Was muss man von einem Getränk halten, das „Energy & Vodka“ heißt? Geht man davon aus, dass das Getränk positive Nährwerteigenschaften besitzt und eine anregende, stimulierende Wirkung auf den eigenen Organismus hat? Verstößt die Bezeichnung gegen die Health-Claims-Verordnung? Hierzu hat der BGH in seinem am 09.10.2014 verkündeten Urteil Stellung genommen.
Das Verfahren wurde vom Schutzverband der Spirituosen-Industrie e.V. betrieben. Dieser sieht in der Bezeichnung „ENERGY & VODKA“ für ein Getränk mit einem Alkoholgehalt von 10% Vol. einen Verstoß gegen die Health-Claims-Verordnung.

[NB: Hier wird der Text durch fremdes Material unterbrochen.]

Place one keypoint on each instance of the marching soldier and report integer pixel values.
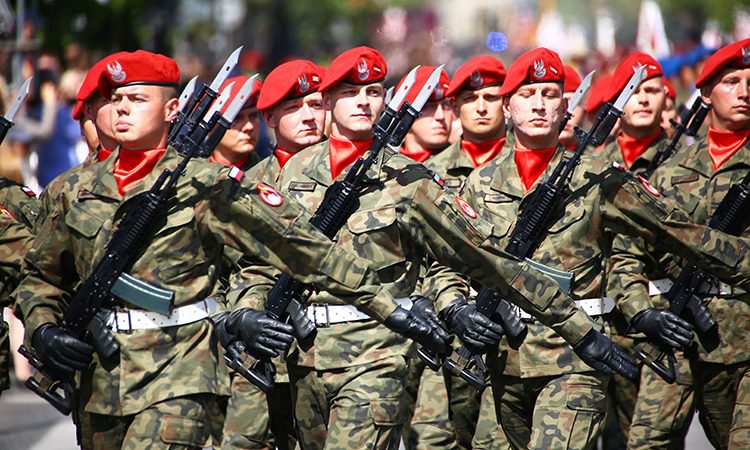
(293, 109)
(159, 389)
(237, 147)
(698, 177)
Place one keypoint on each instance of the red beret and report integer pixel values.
(476, 73)
(239, 81)
(735, 55)
(627, 67)
(572, 79)
(423, 73)
(671, 93)
(599, 90)
(540, 65)
(90, 84)
(139, 67)
(359, 65)
(292, 79)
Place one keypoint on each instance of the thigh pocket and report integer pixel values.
(184, 431)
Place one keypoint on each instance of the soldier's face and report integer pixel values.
(243, 136)
(481, 113)
(141, 116)
(299, 122)
(536, 111)
(643, 109)
(432, 129)
(354, 109)
(568, 133)
(729, 97)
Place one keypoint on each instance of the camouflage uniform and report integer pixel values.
(255, 420)
(671, 397)
(18, 210)
(349, 385)
(720, 385)
(211, 212)
(472, 413)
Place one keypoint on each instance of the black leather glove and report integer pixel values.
(664, 327)
(476, 331)
(61, 351)
(415, 327)
(596, 350)
(263, 335)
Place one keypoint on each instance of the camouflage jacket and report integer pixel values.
(403, 215)
(187, 254)
(611, 152)
(690, 178)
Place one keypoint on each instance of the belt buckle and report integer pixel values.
(327, 322)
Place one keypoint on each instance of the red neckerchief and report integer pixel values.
(216, 157)
(531, 164)
(133, 165)
(282, 156)
(102, 154)
(723, 144)
(632, 148)
(481, 152)
(419, 154)
(343, 153)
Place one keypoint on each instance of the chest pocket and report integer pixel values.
(375, 235)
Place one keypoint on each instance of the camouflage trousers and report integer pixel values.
(255, 420)
(428, 424)
(723, 402)
(663, 411)
(556, 412)
(464, 402)
(489, 434)
(358, 407)
(178, 423)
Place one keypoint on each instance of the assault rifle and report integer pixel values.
(690, 123)
(340, 201)
(693, 285)
(531, 228)
(85, 314)
(7, 121)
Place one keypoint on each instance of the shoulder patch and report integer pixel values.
(236, 174)
(684, 179)
(269, 195)
(307, 186)
(466, 208)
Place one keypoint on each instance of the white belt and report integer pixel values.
(591, 306)
(323, 314)
(663, 285)
(138, 319)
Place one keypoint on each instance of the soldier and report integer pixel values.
(474, 88)
(237, 147)
(348, 388)
(640, 131)
(293, 108)
(545, 396)
(698, 177)
(158, 390)
(18, 212)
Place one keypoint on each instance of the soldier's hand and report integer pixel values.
(475, 330)
(263, 335)
(415, 327)
(664, 327)
(60, 350)
(596, 350)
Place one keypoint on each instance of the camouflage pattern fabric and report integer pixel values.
(690, 179)
(177, 423)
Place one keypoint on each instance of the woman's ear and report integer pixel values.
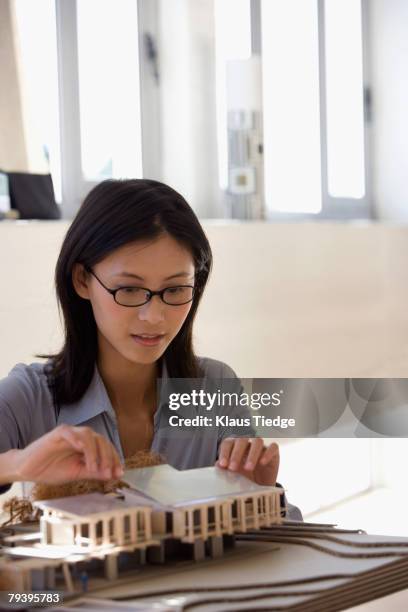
(80, 281)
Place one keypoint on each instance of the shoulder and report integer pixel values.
(212, 368)
(25, 384)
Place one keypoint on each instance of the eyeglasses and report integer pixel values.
(137, 296)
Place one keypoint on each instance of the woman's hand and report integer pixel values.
(67, 453)
(251, 458)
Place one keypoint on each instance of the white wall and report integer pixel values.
(389, 60)
(284, 300)
(187, 95)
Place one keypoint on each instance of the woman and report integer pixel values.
(129, 278)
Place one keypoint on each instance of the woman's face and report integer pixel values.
(153, 264)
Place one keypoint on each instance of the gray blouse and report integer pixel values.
(27, 412)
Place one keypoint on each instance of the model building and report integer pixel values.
(200, 509)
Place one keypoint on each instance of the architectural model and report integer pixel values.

Mit Urteil vom 10.07.2012 (Az. I-4 U 38/12) hat das Oberlandesgericht Hamm entschieden (wir haben berichtet), dass die Bezeichnung eines alkoholhaltigen Mischgetränks mit “Energy & Vodka” zu unterlassen ist, weil nach der Health-Claims-Verordnung Getränke mit einem Alkoholgehalt von mehr als 1,2 Volumenprozent keine nährwertbezogenen Angaben tragen dürfen. Unter einer nährwertbezogenen Angabe ist nach den Ausführungen des Berufungsgerichts jede Angabe zu verstehen, mit der erklärt, suggeriert oder auch nur mittelbar zum Ausdruck gebracht wird, dass ein Lebensmittel besondere positive Nährwerteigenschaften besitzt. “Energy” sei eine solche nährwertbezogene Angabe, weil dem Verbraucher suggeriert werde, der Konsum des Getränks habe eine positive Wirkung auf seinen Organismus. Dies sei irreführend und damit wettbewerbswidrig.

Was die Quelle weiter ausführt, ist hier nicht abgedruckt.